Dreier, David A; Connors, Kristin A; Brooks, Bryan W.
Afiliação
  • Dreier DA; Environmental Health Science Program, Department of Environmental Science, Baylor University, Waco, TX 76798, USA.
  • Connors KA; Environmental Health Science Program, Department of Environmental Science, Baylor University, Waco, TX 76798, USA; Institute of Biomedical Studies, Baylor University, Waco, TX 76798, USA.
  • Brooks BW; Environmental Health Science Program, Department of Environmental Science, Baylor University, Waco, TX 76798, USA; Institute of Biomedical Studies, Baylor University, Waco, TX 76798, USA. Electronic address: Bryan_Brooks@baylor.edu.
Regul Toxicol Pharmacol ; 72(2): 185-93, 2015 Jul.

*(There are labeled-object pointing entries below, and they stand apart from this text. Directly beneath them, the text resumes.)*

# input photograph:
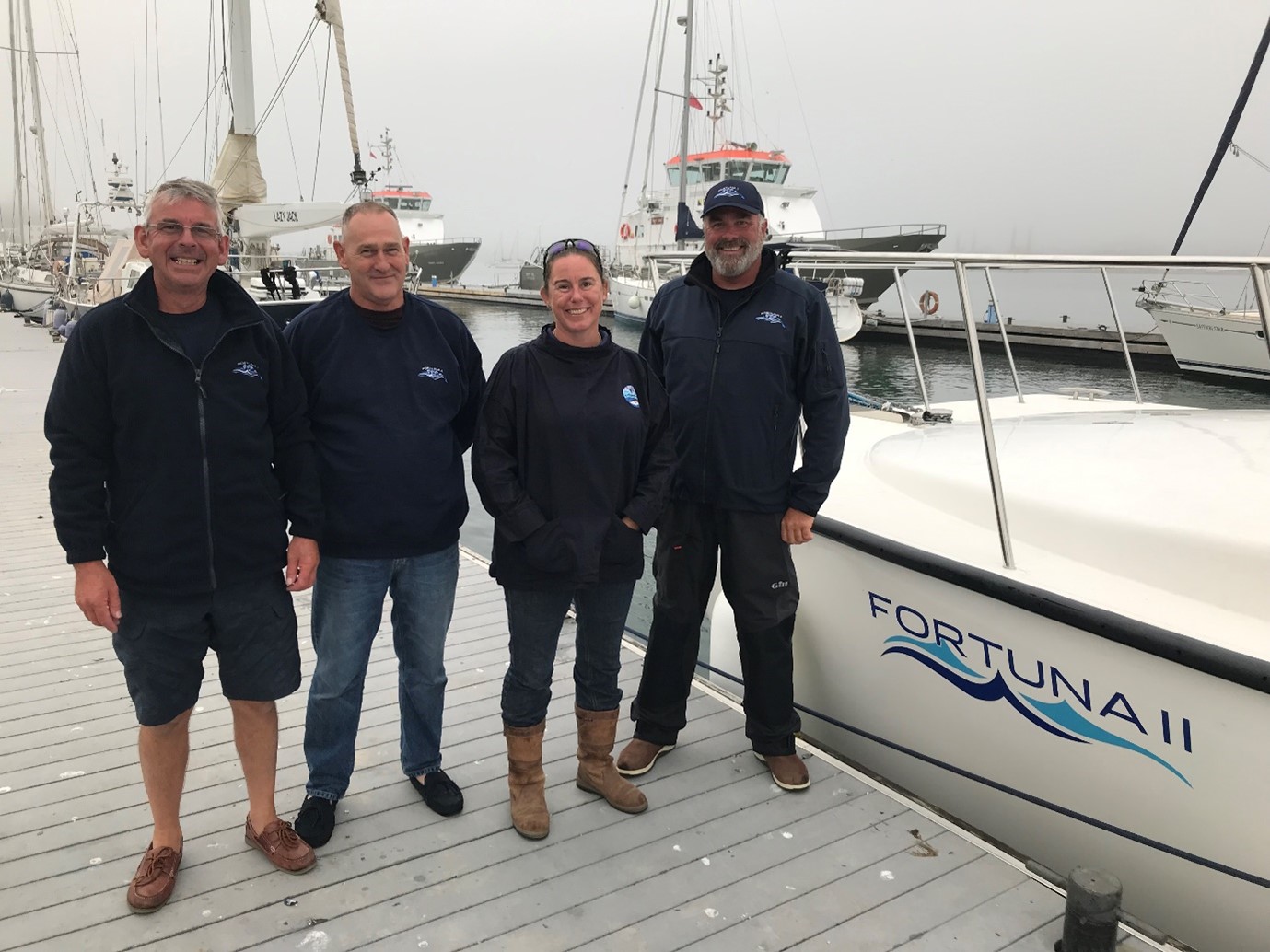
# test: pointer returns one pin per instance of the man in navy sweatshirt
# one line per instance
(394, 388)
(181, 456)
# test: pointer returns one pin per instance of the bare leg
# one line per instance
(164, 751)
(255, 734)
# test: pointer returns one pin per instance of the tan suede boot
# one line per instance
(596, 771)
(526, 780)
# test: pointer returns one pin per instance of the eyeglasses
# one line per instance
(174, 228)
(562, 247)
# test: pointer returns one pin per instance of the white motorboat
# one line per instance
(1049, 619)
(1203, 335)
(666, 220)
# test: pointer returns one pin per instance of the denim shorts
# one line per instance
(161, 643)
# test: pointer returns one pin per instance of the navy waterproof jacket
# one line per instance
(572, 439)
(738, 384)
(183, 476)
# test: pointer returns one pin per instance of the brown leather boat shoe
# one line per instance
(282, 847)
(155, 878)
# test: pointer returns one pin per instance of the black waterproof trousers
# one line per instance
(758, 580)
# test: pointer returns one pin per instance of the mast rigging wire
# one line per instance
(1227, 134)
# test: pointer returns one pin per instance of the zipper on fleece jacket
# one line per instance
(202, 429)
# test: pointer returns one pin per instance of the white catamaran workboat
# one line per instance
(1055, 627)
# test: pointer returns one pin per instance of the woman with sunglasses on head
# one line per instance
(573, 459)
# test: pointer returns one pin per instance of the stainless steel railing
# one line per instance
(962, 264)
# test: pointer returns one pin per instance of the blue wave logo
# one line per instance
(1055, 717)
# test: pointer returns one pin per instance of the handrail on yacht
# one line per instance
(961, 263)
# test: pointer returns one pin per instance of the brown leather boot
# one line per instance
(596, 771)
(526, 780)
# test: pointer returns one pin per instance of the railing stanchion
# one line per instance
(981, 391)
(1005, 338)
(1119, 329)
(912, 341)
(1259, 284)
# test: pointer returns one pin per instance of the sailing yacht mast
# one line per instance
(46, 200)
(19, 187)
(680, 243)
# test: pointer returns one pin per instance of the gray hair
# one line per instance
(180, 190)
(364, 207)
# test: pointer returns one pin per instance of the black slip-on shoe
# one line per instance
(439, 792)
(315, 821)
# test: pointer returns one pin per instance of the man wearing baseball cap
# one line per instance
(744, 351)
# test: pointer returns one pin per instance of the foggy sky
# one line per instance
(1073, 126)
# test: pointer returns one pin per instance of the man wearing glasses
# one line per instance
(746, 351)
(181, 453)
(394, 388)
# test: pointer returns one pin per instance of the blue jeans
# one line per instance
(535, 619)
(348, 606)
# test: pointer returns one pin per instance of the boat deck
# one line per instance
(723, 858)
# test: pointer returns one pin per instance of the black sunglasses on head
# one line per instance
(562, 247)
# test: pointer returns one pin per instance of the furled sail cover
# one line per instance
(237, 177)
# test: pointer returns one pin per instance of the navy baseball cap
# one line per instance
(733, 193)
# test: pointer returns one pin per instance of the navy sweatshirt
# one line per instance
(740, 377)
(392, 410)
(184, 475)
(572, 439)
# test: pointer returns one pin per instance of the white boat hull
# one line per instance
(1018, 701)
(1208, 341)
(27, 298)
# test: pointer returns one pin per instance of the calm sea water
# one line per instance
(879, 368)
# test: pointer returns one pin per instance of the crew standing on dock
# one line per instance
(394, 389)
(573, 459)
(181, 451)
(744, 351)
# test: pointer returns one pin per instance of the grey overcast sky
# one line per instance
(1072, 126)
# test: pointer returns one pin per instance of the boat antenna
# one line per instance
(639, 110)
(328, 10)
(1227, 134)
(680, 238)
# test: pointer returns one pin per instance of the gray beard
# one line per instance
(730, 268)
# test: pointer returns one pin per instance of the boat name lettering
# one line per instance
(1052, 700)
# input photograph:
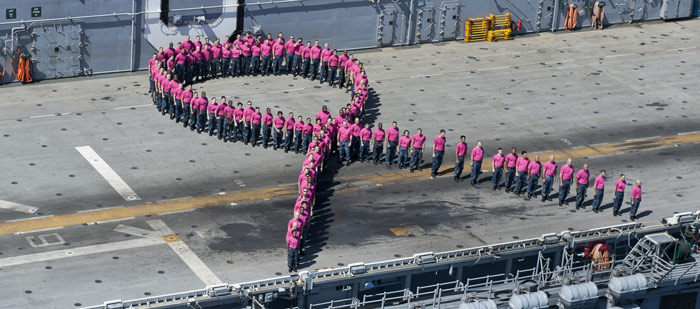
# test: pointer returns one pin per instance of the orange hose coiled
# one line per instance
(23, 74)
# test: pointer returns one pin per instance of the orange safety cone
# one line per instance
(571, 17)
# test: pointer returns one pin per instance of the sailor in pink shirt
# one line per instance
(581, 185)
(266, 52)
(344, 143)
(378, 146)
(620, 185)
(289, 48)
(267, 122)
(215, 58)
(477, 157)
(565, 175)
(221, 118)
(186, 110)
(229, 126)
(187, 44)
(239, 124)
(460, 155)
(293, 251)
(277, 56)
(365, 139)
(325, 55)
(324, 114)
(404, 146)
(255, 123)
(521, 172)
(636, 199)
(342, 59)
(305, 59)
(417, 142)
(211, 111)
(392, 139)
(534, 171)
(177, 94)
(278, 130)
(332, 68)
(599, 186)
(315, 60)
(498, 161)
(549, 171)
(438, 153)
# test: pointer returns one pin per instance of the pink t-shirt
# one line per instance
(315, 52)
(461, 149)
(534, 167)
(245, 51)
(637, 193)
(392, 134)
(292, 242)
(178, 93)
(404, 141)
(344, 134)
(549, 168)
(266, 50)
(522, 163)
(299, 126)
(325, 54)
(216, 51)
(256, 118)
(620, 186)
(279, 122)
(278, 49)
(511, 159)
(238, 114)
(323, 116)
(599, 182)
(566, 172)
(366, 134)
(248, 113)
(439, 143)
(255, 50)
(418, 140)
(187, 96)
(498, 160)
(582, 177)
(267, 119)
(308, 128)
(379, 135)
(290, 123)
(228, 110)
(289, 47)
(333, 60)
(477, 153)
(355, 129)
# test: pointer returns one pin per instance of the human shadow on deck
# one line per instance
(323, 214)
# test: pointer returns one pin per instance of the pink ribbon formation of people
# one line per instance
(174, 70)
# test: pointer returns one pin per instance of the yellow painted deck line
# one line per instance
(376, 178)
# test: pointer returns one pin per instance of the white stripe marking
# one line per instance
(42, 116)
(40, 230)
(18, 207)
(98, 209)
(95, 249)
(108, 173)
(490, 69)
(175, 212)
(134, 106)
(135, 231)
(620, 55)
(187, 255)
(32, 218)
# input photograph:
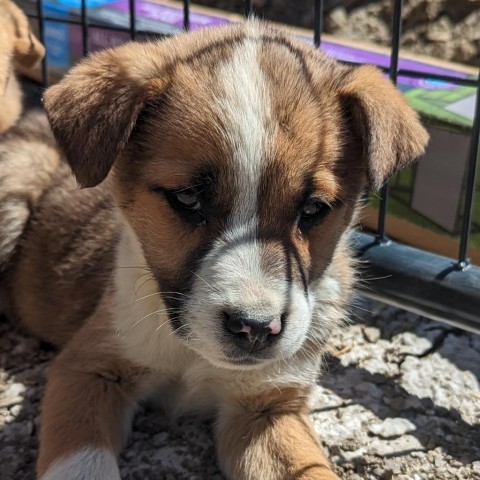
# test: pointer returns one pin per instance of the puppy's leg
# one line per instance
(86, 412)
(270, 438)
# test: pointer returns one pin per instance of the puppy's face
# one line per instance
(239, 157)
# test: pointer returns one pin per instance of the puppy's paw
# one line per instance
(90, 463)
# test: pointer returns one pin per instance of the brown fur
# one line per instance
(264, 434)
(93, 396)
(17, 44)
(141, 111)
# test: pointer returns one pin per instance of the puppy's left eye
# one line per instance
(315, 207)
(313, 211)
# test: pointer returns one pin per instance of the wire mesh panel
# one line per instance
(441, 287)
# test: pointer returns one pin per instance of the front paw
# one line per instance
(89, 463)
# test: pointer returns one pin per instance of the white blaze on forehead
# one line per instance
(244, 107)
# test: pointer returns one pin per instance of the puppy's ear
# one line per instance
(93, 110)
(391, 132)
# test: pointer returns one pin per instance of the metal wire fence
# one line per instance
(442, 288)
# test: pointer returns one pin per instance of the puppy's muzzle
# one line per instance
(252, 334)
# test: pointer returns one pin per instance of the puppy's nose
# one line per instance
(252, 333)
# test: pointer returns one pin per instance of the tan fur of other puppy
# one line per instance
(28, 154)
(17, 45)
(208, 261)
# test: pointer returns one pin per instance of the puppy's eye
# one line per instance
(313, 211)
(186, 202)
(188, 199)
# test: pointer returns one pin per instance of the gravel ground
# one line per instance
(399, 400)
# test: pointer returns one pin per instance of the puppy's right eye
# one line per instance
(188, 199)
(187, 203)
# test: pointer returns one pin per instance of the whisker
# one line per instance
(179, 328)
(204, 281)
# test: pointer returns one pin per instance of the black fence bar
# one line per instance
(396, 32)
(84, 22)
(421, 282)
(318, 10)
(470, 185)
(186, 15)
(248, 8)
(41, 34)
(133, 20)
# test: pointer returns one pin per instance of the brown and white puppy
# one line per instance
(235, 158)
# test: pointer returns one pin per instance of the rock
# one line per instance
(408, 343)
(12, 395)
(392, 427)
(387, 448)
(372, 334)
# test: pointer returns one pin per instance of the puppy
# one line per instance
(17, 46)
(206, 261)
(27, 148)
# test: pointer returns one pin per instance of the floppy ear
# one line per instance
(93, 110)
(27, 50)
(391, 132)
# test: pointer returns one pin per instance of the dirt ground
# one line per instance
(400, 401)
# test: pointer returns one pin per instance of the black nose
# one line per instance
(252, 334)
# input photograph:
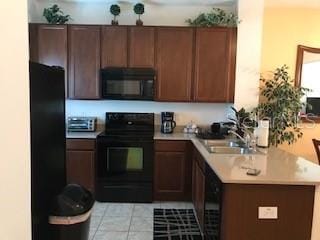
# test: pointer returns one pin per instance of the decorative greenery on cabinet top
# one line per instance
(216, 18)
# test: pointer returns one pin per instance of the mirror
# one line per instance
(308, 76)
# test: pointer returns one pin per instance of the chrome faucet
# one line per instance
(249, 139)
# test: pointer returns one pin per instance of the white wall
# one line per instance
(248, 56)
(199, 113)
(15, 204)
(97, 12)
(249, 53)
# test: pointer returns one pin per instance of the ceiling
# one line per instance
(293, 3)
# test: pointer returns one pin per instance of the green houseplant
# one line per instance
(55, 16)
(115, 11)
(139, 9)
(217, 17)
(281, 106)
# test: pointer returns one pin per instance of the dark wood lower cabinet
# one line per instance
(240, 205)
(198, 187)
(172, 171)
(80, 160)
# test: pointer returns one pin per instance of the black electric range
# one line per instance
(124, 167)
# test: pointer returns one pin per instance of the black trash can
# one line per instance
(70, 214)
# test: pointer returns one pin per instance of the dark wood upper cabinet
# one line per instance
(215, 57)
(84, 62)
(174, 63)
(114, 46)
(48, 45)
(141, 47)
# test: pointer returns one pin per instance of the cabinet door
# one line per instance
(215, 64)
(114, 44)
(174, 63)
(84, 62)
(80, 168)
(170, 182)
(141, 47)
(48, 45)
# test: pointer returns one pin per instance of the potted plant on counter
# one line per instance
(281, 106)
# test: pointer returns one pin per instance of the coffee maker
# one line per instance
(167, 122)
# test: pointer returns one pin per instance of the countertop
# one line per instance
(277, 166)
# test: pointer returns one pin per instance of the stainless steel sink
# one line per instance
(220, 143)
(230, 150)
(227, 147)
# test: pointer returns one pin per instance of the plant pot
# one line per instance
(114, 22)
(139, 22)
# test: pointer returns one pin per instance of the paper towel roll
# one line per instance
(263, 133)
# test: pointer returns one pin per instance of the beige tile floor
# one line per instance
(126, 221)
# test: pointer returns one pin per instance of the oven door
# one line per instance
(124, 161)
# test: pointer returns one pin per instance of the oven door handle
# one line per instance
(142, 88)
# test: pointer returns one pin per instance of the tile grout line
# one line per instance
(104, 213)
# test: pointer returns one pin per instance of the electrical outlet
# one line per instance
(268, 213)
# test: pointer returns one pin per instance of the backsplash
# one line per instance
(199, 113)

Article em En | MEDLINE | ID: mdl-25896097
Environmental and human health implications of endocrine disrupting chemicals (EDCs), particularly xenoestrogens, have received extensive study. In vitro assays are increasingly employed as diagnostic tools to comparatively evaluate chemicals, whole effluent toxicity and surface water quality, and to identify causative EDCs during toxicity identification evaluations. Recently, the U.S. Environmental Protection Agency (USEPA) initiated ToxCast under the Tox21 program to generate novel bioactivity data through high throughput screening. This information is useful for prioritizing chemicals requiring additional hazard information, including endocrine active chemicals. Though multiple in vitro and in vivo techniques have been developed to assess estrogen agonist activity, the relative endpoint sensitivity of these approaches and agreement of their conclusions remain unclear during environmental diagnostic applications. Probabilistic hazard assessment (PHA) approaches, including chemical toxicity distributions (CTD), are useful for understanding the relative sensitivity of endpoints associated with in vitro and in vivo toxicity assays by predicting the likelihood of chemicals eliciting undesirable outcomes at or above environmentally relevant concentrations. In the present study, PHAs were employed to examine the comparative endpoint sensitivity of 16 in vitro assays for estrogen agonist activity using a diverse group of compounds from the USEPA ToxCast dataset. Reporter gene assays were generally observed to possess greater endpoint sensitivity than other assay types, and the Tox21 ERa LUC BG1 Agonist assay was identified as the most sensitive in vitro endpoint for detecting an estrogenic response. When the sensitivity of this most sensitive ToxCast in vitro endpoint was compared to the human MCF-7 cell proliferation assay, a common in vitro model for biomedical and environmental monitoring applications, the ERa LUC BG1 assay was several orders of magnitude less sensitive than MCF-7. These observations highlight the importance of employing multiple assays with various molecular initiation and signaling events to inform selection, application, and interpretation of in vitro endpoint responses during future environmental diagnostic applications.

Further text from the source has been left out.